US TSYS: J.P.Morgan On Mid-Month Supply Matters

Apr-07 00:29

J.P.Morgan note that Thursday will see “Treasury announce mid-month supply for auction next week. We expect $46bn 3-Year notes, $2bn less than last month, as well as $34bn reopened 10-Year notes and $20bn reopened 30-Year bonds, unchanged from the last reopening auctions in March. We think the 3-Year roll should open at +3.5bp.”

Historical bullets

US TSYS: Slightly Flatter Start

Mar-08 00:18

TYM2 last -0-02 at 128-01+, operating around the middle of the contract’s early 0-05+ range, with a lack of meaningful headline flow observed since the re-open. Cash Tsys run little changed to 2.0bp richer, bull flattening.

JPY: Wages Return To (Unimpressive) Growth

Mar-08 00:14

USD/JPY rose in tandem with U.S. Tsy yields Monday, while soaring commodity prices prevented the yen from drawing more support from broader risk aversion.

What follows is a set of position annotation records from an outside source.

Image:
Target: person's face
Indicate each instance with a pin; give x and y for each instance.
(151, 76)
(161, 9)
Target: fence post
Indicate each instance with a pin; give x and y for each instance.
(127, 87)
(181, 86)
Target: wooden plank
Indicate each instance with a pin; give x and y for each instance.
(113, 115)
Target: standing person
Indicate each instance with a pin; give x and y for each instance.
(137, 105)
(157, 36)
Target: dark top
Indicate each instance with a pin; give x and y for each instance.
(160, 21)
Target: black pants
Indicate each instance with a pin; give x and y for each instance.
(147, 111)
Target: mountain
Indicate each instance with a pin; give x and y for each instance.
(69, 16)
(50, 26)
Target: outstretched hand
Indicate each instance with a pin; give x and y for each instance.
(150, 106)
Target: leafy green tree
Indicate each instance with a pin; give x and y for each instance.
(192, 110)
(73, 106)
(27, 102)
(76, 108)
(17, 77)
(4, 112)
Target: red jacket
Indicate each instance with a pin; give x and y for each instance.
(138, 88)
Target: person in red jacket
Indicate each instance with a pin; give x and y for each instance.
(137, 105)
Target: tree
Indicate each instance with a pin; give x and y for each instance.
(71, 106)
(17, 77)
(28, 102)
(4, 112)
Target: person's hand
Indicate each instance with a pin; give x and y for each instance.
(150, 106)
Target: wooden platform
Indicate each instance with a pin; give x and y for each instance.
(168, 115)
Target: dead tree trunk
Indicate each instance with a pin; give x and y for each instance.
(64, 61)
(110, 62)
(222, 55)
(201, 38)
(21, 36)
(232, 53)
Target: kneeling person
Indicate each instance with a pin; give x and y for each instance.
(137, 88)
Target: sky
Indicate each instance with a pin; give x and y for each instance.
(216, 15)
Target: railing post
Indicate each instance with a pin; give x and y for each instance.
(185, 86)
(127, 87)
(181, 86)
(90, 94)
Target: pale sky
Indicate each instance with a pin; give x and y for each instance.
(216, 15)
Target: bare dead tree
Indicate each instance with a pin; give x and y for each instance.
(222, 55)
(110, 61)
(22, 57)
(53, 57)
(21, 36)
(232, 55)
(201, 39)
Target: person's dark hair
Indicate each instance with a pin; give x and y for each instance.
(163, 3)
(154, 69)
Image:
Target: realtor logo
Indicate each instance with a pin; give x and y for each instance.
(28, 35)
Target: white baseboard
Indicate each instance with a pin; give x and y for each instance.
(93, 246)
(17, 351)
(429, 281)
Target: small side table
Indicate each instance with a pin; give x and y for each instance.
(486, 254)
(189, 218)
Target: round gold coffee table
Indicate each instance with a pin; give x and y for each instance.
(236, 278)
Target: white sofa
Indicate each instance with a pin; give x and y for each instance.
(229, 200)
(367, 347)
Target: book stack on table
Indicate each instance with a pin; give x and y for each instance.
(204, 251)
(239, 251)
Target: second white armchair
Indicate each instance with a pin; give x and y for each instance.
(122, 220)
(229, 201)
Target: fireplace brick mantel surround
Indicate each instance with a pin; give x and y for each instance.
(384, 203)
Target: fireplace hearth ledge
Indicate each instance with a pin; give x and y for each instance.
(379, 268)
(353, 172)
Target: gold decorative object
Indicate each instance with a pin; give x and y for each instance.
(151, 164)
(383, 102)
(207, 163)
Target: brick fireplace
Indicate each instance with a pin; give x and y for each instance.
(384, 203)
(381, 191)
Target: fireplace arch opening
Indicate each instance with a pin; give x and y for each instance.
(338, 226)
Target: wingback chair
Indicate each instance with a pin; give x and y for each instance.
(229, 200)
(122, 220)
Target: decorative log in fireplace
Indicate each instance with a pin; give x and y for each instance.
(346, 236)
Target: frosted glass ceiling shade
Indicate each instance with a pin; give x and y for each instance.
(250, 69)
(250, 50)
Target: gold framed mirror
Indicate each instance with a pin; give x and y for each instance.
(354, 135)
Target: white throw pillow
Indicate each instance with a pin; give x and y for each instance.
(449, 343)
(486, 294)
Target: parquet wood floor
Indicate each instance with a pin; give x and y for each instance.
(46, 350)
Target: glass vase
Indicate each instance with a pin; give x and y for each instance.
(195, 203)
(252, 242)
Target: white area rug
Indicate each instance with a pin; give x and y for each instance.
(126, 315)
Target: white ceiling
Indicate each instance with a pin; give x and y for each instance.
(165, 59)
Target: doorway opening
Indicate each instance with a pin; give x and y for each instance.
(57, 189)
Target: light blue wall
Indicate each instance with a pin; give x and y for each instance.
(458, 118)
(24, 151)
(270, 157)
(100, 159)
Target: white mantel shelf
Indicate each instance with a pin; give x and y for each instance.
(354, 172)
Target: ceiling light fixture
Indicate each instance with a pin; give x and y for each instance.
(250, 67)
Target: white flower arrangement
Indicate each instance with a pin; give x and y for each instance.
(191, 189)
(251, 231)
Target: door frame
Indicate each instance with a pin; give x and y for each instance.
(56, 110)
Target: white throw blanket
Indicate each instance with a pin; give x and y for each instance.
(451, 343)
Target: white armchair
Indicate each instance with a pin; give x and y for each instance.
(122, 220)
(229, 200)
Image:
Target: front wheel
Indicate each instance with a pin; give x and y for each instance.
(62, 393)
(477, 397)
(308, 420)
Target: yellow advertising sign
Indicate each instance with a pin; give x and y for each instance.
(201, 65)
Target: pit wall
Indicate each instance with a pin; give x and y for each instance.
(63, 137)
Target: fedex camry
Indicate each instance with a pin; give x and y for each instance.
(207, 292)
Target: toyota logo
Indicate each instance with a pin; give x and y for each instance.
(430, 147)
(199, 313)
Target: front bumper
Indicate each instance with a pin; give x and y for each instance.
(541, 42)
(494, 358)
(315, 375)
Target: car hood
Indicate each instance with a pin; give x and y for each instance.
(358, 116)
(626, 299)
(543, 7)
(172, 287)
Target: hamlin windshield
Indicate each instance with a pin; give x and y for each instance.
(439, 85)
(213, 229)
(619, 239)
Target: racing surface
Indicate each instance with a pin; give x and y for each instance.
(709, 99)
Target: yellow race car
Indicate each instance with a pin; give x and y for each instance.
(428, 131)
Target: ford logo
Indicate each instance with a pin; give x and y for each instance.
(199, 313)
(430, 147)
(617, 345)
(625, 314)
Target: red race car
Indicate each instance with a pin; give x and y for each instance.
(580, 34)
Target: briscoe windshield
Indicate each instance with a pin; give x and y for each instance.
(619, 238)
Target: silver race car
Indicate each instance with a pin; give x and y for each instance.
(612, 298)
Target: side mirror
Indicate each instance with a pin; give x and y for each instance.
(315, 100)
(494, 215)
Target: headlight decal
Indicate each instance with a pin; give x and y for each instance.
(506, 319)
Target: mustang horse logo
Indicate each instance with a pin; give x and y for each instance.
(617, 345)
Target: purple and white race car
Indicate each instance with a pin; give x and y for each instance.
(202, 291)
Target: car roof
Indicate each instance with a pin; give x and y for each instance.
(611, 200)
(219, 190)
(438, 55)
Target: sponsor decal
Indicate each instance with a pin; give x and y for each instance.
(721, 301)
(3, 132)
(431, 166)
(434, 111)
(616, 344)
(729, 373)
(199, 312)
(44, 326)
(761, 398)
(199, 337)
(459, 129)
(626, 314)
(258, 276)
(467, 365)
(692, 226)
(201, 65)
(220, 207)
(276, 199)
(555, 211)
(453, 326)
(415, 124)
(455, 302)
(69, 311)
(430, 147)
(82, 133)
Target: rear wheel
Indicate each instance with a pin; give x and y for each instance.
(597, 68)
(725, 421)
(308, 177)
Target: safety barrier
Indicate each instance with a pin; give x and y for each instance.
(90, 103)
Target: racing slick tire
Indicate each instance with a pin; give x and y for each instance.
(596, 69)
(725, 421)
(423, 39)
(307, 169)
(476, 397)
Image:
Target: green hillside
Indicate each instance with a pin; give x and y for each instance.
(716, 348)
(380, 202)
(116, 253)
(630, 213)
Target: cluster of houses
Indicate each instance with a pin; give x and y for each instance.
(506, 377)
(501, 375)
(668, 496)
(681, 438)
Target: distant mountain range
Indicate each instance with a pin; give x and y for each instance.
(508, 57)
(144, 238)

  • The rate last trades flat at Y115.33, with bulls looking to a move through Feb 15 high of Y115.87. A break above that level would open up Feb 10/Jan 4 highs of Y116.34/35. On the flip side, a slide through Feb 24 low of Y114.41 would draw attention to Feb 2 low of Y114.16.
  • Cash earnings growth picked up and registered at +0.9% Y/Y in January, topping the median estimate of +0.1%. Although wages returned to growth, they only increased by a small margin.
  • Elsewhere, Japan's BoP current account deficit widened more than expected to Y1.1887tn in January from -Y370.8bn prior.
  • Eco Watchers Survey headlines the local docket during the remainder of today. Looking further afield, final GDP (Wednesday), PPI (Thursday) & BSI Survey (Friday) are due this week.

AUSSIE BONDS: Westpac: What Does Growing Stagflation Fear Mean For The Curve?

Mar-08 00:13

Westpac note that “with the war in Ukraine set to impact sentiment across Europe and the globe, impacting growth prospects, at the same time as the price of oil surged above US$120 per barrel, energy costs surging in Europe and elsewhere, and the U.S. CPI this week set to again print at 1970’s levels, the market is beginning to discuss the possibility of stagflation. The question is what that might mean for the curve? A lower growth expectation could see the market continue to re-evaluate rate hike prospects, and given how much is already factored-in, that would be a bull steepening influence. On the other hand, should that inflation expectation become untethered than the curve could bear steepen? Perhaps that is why the recent curve flattening impulse has slowed. So it will be important to monitor market inflation expectations as measured by the 5y5y BEI. This has been rising recently but remains below 2.5%, which is the middle of the RBA’s target band. That suggests that the market continues to believe that the current inflation surge will be temporary. Presumably that is because they believe that central banks will act decisively to avoid embedding inflation expectations. That is certainly our view, and it suggest that the curve will remain in a secular flattening trend on average as we head into the first hike. Looking at various curve segments, a sharp but not too extended, front-loaded tightening cycle, should see the 2-/5-Year swap curve flatten as well. Note that, in contrast to other curve segments, it is still near its recent peaks.”